L’ afflux de migrants ouest-africains
De tous temps la Guinée Équatoriale a été un attrait pour les étrangers. Déjà avant la découverte des gisements gaziers et pétroliers, les anciennes possessions espagnoles du Rio Muni et de l’île de Fernando Pô attiraient des ressortissants du Nigeria, de Sao Thome et du Cameroun pour travailler notamment dans les champs de canne à sucre. Depuis que le pays est devenu un « émirat pétrolier », un appel d’air a drainé de très nombreux étrangers, venant essentiellement de la zone CEMAC. Cet afflux a conduit les autorités de Malabo à s’opposer (avec le Gabon) à la libre circulation des personnes dans cet espace CEMAC ( Cameroun, Centrafrique, Congo,Gabon, Guinée Équatoriale, Tchad).
Avec la rapide croissance, tous azimuts, des flux migratoires venant des pays africains en crise, la Guinée Équatoriale est devenu une nouvelle destination pour les candidats à la « Terre promise » qu’elle soit européenne, brésilienne ou au sud de l’Afrique. De très nombreux migrants des pays de l’Afrique de l’Ouest, d’Afrique centrale, des Soudan ont pris les chemins de la Guinée Équatoriale au grand dam des autorités de Malabo. Ces migrants sont en transit pour une période plus ou moins longue. Pour leur survie, ils vivent d’expédients et menacent l »ordre public. Ces « sans-papiers » ne sont plus assimilables et représentent un danger autrement plus important pour ce pays faiblement peuplé (1,5 million habitants) et le seul en Afrique majoritairement catholique. Des groupes terroristes pourraient également y trouver un « pied-à-terre ».

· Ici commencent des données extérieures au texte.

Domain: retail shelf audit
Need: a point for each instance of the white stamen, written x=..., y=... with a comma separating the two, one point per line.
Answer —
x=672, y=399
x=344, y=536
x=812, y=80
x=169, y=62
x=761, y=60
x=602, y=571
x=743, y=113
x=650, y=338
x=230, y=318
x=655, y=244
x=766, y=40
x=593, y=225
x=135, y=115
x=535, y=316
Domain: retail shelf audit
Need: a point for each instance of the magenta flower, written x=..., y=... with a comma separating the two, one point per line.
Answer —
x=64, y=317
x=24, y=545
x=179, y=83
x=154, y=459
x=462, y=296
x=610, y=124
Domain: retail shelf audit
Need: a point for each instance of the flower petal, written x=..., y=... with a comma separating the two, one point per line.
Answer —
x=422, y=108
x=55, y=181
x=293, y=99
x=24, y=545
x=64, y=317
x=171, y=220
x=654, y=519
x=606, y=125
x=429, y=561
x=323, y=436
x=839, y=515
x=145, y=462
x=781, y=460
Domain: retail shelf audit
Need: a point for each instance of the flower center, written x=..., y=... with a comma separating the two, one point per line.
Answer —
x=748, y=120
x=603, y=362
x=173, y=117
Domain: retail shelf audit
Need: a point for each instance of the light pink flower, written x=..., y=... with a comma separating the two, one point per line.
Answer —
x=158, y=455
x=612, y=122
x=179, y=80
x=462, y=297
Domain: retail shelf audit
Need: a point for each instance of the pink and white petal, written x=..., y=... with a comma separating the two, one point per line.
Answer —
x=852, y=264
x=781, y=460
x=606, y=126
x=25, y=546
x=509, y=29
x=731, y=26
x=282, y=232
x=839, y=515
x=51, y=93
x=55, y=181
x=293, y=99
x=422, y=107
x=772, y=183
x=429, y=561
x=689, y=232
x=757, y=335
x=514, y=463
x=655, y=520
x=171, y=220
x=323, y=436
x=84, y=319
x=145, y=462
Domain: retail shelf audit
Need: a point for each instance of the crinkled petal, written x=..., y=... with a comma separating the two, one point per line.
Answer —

La frontière camerounaise constitue le principal point de passage de ces migrants. Depuis quelques semaines, les visites ministérielles équato-guinéennes se multiplient dans cette partie continentale du pays. Une importante délégation des responsables de la sécurité et de la défense, menée par le vice-ministre des affaires étrangères, Nze Okue Mifumu, a sillonné cette région, les 29 et 30 juillet 2019, pour s’enquérir du problème, recenser les migrants clandestins et menacer d’expulsion ces « sans papiers » non déclarés au service d’immigration.
La CEMAC affaiblie
Le 2 août 2019, le président Obiang a réuni tous les responsables politiques et administratifs et les commissaires de police de cette partie continentale pour faire le point sur la situation.
Malabo reproche aux autorités camerounaises leur laxisme dans le développement de ces flux migratoires non maîtrisés, qui constituent désormais une réelle menace pour le pays. Devant l’immobilisme camerounais, une solution à la Trump pourrait bien être l’option choisie.
Un nouveau problème pour l’intégration au sein de la CEMAC dont le siège est à Malabo.